Meantime, I had enrolled as a night-school student at New York University, majoring in journalism. It soon became apparent that peddling loose-leaf binders and other office supplies was doing nothing to advance my goal to become a journalist. I wanted to work in an environment in which there were professional writers around.
So I abandoned the commercial stationery business and got the job as office boy in RKO's publicity department. The encounter with Lucille Ball in her hotel room was the highlight of my very brief career with the movie company. But I eventually decided that my personal exposure to writers who were merely press agents did not contribute to the creation of journalistic credentials any more than peddling office supplies.
I figured that I needed to associate with more serious writers than mere flacks. I learned that there were jobs available in the Overseas Branch of the Office of War Information which had recently been established in Manhattan. With my most recent work experience as an office boy, I was well qualified for the more impressive title of "under-clerk," which turned out to be civil service jargon for office boy. The annual salary was $1,260, the lowest Federal Government pay scale.
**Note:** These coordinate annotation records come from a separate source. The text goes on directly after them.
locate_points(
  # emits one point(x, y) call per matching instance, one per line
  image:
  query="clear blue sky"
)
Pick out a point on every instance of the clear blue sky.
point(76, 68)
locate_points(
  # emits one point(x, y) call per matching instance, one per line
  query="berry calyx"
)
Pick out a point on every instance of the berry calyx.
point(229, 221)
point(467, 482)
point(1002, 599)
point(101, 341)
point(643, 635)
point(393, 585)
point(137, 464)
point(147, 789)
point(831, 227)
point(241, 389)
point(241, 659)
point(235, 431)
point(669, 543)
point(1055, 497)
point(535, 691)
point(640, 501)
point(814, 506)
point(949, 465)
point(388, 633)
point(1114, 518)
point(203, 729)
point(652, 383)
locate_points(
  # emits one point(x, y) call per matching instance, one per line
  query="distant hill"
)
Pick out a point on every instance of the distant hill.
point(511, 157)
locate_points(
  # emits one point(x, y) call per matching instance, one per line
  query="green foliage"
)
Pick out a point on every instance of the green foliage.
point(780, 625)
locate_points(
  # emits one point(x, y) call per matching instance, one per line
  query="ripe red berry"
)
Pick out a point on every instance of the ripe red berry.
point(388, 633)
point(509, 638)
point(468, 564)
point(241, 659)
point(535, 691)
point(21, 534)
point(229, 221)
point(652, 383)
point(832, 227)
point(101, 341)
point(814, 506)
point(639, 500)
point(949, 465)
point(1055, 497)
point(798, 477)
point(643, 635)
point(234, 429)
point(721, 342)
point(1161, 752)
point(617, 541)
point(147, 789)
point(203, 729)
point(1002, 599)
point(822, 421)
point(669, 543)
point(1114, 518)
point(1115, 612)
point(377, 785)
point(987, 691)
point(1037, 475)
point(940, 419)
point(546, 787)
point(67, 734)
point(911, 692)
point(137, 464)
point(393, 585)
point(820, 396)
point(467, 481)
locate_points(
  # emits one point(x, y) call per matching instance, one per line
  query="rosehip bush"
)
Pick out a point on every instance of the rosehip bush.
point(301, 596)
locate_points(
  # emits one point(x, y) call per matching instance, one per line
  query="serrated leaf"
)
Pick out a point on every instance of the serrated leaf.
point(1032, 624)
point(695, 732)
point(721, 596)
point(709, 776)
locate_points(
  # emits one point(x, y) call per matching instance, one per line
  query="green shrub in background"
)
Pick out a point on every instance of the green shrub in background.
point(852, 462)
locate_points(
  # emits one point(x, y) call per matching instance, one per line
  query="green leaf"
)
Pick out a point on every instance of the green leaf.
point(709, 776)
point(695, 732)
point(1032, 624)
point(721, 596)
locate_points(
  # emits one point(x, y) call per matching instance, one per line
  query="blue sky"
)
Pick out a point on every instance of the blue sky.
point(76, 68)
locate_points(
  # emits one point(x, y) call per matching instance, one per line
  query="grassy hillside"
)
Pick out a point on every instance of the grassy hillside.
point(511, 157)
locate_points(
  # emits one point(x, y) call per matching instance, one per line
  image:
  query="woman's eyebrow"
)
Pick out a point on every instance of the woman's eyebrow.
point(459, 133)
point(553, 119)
That was considerably more than I had ever earned before. But the big attraction was that, even as a lowly office boy, I was now working in the intimate company of genuine professional writers, many of them very prestigious people. The most famous was Robert Sherwood, the eminent Broadway playwright and former speech-writer for President Franklin D. Roosevelt.
Sherwood was chief of the OWI's Overseas Branch, and I became his personal office boy. I sharpened his pencils, pulled the news dispatches off the Associated Press ticker for him, got his morning coffee, and performed assorted office chores.
The office operated the U.S. wartime propaganda program, beaming radio broadcasts to German and Japanese occupied territories abroad. It was an exciting place to work. I never met any glamorous movie stars like Lucille Ball there, but I was satisfied that the atmosphere was contributing to my future career as a journalist.
I had to resign in March 1943 to prepare for my induction into the Army the next month. Sherwood, who was rarely seen without a pipe in his mouth, gave me a pipe as a going-away gift. This was not exactly essential equipment for a new Army recruit, and I had never smoked before. Nevertheless, I figured that a pipe would enhance my professional image when and if I ever became a full-fledged journalist.